In Turin spricht man nur von der "vecchia signora", der "Alten Dame". Dort, im Nordwesten Italiens, wo sich Wein- und Trüffelberge abwechseln, thront sie genüsslich und genießt ihre Ruhe. Sie ist das Symbol für den Turiner Fußballverein Juventus, lateinisch für "Jugend". Doch die "Alte Dame" hat schwere Zeiten hinter sich.

Der Reihe nach. Juve ist Italiens traditionsreichster und national erfolgreichster Klub. Mit 28 "Scudetti" (dt. Meisterschaften) ist man Rekordmeister vor den Mailänder Klubs Inter und Milan. Die zwei Titel aus der Saison 2004/05 und 2005/06 wurden Juve wegen eines Manipulationsskandals aberkannt. Der damalige Juve-Manager, Luciano Moggi, hatte die Spielzeiten manipuliert und sich die Meisterschaften erkauft.
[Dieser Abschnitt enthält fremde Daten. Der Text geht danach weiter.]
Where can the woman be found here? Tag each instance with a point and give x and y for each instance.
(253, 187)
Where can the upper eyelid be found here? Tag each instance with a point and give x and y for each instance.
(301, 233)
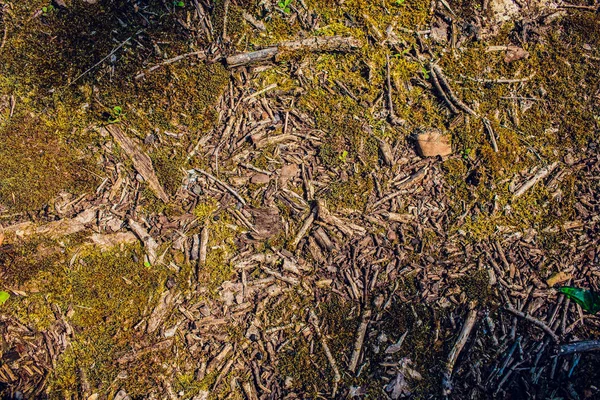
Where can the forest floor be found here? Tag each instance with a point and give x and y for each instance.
(298, 198)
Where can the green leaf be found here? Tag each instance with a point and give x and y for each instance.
(587, 299)
(3, 297)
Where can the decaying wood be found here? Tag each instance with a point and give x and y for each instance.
(445, 86)
(534, 321)
(490, 131)
(315, 44)
(149, 243)
(360, 339)
(457, 348)
(336, 372)
(223, 184)
(141, 161)
(541, 174)
(203, 246)
(579, 347)
(165, 344)
(162, 310)
(304, 229)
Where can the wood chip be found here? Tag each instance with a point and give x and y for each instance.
(141, 161)
(559, 277)
(433, 143)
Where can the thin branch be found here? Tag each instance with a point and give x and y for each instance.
(534, 321)
(226, 186)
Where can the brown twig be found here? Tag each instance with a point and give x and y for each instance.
(458, 346)
(313, 44)
(200, 54)
(336, 373)
(448, 90)
(360, 339)
(393, 119)
(490, 131)
(534, 321)
(226, 186)
(542, 173)
(438, 88)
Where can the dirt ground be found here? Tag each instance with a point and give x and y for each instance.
(262, 199)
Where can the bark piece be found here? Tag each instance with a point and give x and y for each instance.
(267, 222)
(558, 278)
(260, 179)
(161, 311)
(433, 143)
(141, 161)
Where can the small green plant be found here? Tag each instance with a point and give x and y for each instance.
(285, 5)
(116, 114)
(3, 297)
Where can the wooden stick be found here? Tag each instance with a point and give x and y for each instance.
(446, 86)
(438, 87)
(360, 339)
(458, 346)
(106, 57)
(141, 161)
(314, 44)
(488, 127)
(534, 321)
(542, 173)
(200, 54)
(226, 186)
(149, 243)
(579, 347)
(336, 373)
(305, 228)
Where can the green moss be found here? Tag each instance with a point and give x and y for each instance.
(50, 64)
(352, 194)
(221, 248)
(37, 162)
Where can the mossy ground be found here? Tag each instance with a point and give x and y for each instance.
(47, 149)
(49, 68)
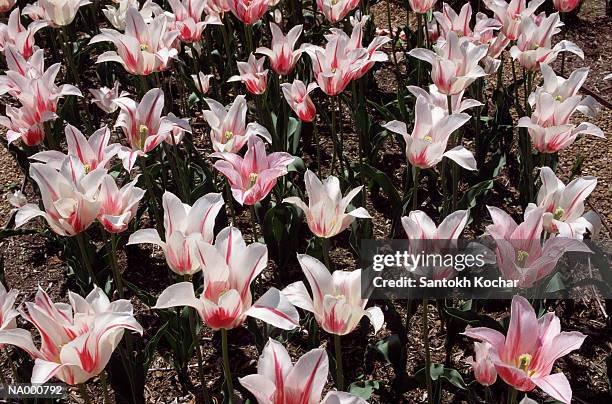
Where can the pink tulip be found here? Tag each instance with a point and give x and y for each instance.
(426, 146)
(252, 74)
(520, 253)
(282, 55)
(69, 196)
(104, 97)
(550, 125)
(510, 15)
(563, 206)
(252, 177)
(534, 45)
(229, 267)
(188, 19)
(565, 6)
(77, 339)
(297, 95)
(325, 212)
(144, 48)
(421, 6)
(228, 129)
(184, 227)
(336, 302)
(57, 13)
(336, 10)
(118, 206)
(279, 381)
(248, 11)
(143, 125)
(16, 35)
(482, 364)
(92, 153)
(454, 65)
(524, 358)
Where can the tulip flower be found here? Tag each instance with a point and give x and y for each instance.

Zwangsabstieg statt Meisterfeier

Juventus Turin musste - eigentlich als Meister - einen Zwangsabstieg in die Serie B in Kauf nehmen. Dort startete der Hauptstadtverein aus dem Piemont mit 17 Minuspunkten. Viele Stars kehrten dem Verein daraufhin den Rücken. Nur die Alteingesessenen blieben. Typen wie Buffon, Pirlo, Del Piero, die 2006 mit Italien überraschend Weltmeister wurden und mit Juve den sofortigen Wiederaufstieg schafften. Das ist jetzt gut sechs Jahre her. Im neuen Stadion erinnert nichts mehr daran. Vorbei sind die Tage, in denen die "Alte Dame" in der Versenkung verschwunden war. In der letzten Saison holte sich Juventus nach fünf langen Jahren wieder einen Meistertitel - und das ungeschlagen. Seitdem verging kein Spiel, bei dem die Fans nichts zu jubeln hatten.

49 Spiele ohne Niederlage

Die "Alte Dame" verlor bis zum November vergangenen Jahres keines der letzten 49 Spiele. Dann knackte der AC Mailand die Serie. Dennoch ist das für Juve kein Grund für Verbitterung. Denn auch im neuen Jahr stehen die Zeichen voll auf Erfolg. Juventus ist Herbstmeister und steht erstmals seit vier Jahren wieder im Champions- League-Achtelfinale. Der letzte Siegeszug in Europa liegt für Juve schon 15 Jahre zurück. Am 22. Mai 1996 in Rom besiegte man Ajax Amsterdam im Finale. Mit dabei war damals der jetzige Cheftrainer Antonio Conte, ein unermüdlicher Kämpfer im Mittelfeld, ein Arbeiter.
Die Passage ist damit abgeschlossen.